Le mythe de la société archaïque, la religion de la société traditionnelle et la science de la société moderne ont quelque chose d’extraordinaire en commun : chacun raconte à sa manière sa société, sa propre histoire totale, de sa genèse à la fin des temps, et chacun est convaincu de détenir « toute la vérité » sur son monde. Par exemple, dans le mythe de la société archaïque, la genèse est généralement fantasmée comme résultat de l’action d’un démiurge : un être qui tombe des nuages (Aataentsic chez les Wendat); un arbre qui pousse et qui donne la diversité de la vie (Yggdrasil des cultures nordiques); ou l’eau salée qui rencontre l’eau douce, donnant ainsi naissance à tous les êtres (Mésopotamie). La finalité de l’Homme dans la société archaïque, telle que racontée dans les mythes[5], consiste à ne pas déranger l’ordre du monde ou à remettre le monde en ordre par divers rituels (Éliade, 1963; Hallpike, 1979). Dans les diverses religions des sociétés traditionnelles, c’est un dieu qui est le personnage central. Pour l’Égypte ancienne, Ré, le démiurge ou créateur incréé, fait sortir de lui-même le premier couple de dieux, Shou et Tefnout, grâce à son sperme obtenu par masturbation (il créa le plaisir). Une autre version du mythe affirme que ces premières divinités sont nées du crachat de Ré.
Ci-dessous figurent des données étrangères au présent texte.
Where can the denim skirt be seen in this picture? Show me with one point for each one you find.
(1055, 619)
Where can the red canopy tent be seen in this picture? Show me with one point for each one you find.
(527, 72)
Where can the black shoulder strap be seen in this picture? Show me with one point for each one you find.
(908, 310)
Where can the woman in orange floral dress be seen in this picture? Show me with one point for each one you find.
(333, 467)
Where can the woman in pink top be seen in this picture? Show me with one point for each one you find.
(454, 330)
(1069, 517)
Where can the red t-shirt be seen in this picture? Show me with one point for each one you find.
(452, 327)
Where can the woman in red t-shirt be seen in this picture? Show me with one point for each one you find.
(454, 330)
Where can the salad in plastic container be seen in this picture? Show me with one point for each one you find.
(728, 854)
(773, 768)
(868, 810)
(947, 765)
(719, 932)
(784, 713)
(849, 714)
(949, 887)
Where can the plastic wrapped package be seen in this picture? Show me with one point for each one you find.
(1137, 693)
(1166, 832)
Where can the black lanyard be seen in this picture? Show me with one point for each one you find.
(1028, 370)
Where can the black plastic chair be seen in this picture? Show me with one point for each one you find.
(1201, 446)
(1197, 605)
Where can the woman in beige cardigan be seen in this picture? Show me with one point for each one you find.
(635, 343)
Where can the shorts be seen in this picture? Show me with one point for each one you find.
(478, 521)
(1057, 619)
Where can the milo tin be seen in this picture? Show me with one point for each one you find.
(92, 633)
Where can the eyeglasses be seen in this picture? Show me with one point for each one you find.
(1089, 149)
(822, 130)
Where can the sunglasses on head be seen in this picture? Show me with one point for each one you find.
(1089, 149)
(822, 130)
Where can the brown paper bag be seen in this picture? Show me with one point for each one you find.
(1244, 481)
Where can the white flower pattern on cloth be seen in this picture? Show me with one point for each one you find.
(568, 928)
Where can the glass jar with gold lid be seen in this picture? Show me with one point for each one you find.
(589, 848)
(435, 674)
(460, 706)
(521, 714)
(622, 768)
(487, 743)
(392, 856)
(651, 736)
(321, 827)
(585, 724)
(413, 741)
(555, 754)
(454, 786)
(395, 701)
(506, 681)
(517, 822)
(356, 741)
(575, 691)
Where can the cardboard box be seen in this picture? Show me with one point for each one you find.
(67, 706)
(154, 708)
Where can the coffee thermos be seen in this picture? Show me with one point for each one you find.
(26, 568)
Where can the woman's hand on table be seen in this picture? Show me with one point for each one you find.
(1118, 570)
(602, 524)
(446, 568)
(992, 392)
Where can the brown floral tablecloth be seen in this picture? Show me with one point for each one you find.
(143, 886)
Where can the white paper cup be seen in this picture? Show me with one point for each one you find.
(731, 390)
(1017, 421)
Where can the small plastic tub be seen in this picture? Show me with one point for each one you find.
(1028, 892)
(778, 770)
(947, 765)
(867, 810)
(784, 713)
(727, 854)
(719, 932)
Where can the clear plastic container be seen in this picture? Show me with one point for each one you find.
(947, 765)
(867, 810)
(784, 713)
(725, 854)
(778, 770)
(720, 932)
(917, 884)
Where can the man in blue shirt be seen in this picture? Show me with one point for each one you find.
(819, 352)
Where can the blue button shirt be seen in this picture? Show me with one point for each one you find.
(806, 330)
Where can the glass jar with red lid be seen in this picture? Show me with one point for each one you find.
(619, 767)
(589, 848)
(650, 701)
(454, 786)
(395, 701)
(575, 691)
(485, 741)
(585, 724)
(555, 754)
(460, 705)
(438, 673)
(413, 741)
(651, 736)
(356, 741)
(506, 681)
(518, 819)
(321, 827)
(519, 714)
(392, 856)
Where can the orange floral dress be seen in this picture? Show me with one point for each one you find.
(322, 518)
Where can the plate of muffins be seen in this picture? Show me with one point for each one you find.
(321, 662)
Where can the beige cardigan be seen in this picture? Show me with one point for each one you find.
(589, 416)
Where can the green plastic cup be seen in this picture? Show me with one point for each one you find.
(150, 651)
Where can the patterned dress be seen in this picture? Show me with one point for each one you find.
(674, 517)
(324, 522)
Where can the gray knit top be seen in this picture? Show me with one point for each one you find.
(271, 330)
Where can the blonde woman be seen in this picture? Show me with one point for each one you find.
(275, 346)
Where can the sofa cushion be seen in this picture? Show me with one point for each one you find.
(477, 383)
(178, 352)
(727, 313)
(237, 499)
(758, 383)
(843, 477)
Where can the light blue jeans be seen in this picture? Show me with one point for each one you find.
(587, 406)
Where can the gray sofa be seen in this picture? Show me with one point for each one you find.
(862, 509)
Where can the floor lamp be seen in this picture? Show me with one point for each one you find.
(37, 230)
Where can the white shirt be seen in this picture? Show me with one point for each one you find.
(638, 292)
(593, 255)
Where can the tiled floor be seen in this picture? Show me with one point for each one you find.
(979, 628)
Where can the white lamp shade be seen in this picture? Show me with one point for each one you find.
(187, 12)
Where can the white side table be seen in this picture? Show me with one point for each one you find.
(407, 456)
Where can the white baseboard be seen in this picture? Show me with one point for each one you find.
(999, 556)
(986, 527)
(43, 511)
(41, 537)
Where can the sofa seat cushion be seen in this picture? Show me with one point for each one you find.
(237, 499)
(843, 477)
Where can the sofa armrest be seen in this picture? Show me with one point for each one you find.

Quant aux Hommes, ils seraient nés de ses larmes. Dans le cas du judaïsme et des deux autres religions abrahamiques (christianisme et islam), Dieu crée le monde en six jours, et l’Homme vient à l’existence au sixième jour. Ces religions postulent une fin du monde consacrée par un jugement dernier qui consistera à séparer ceux qui auront respecté les commandements et ceux qui en auront été incapables. Dans ce contexte, la finalité de l’Homme est de suivre des injonctions venues d’ailleurs.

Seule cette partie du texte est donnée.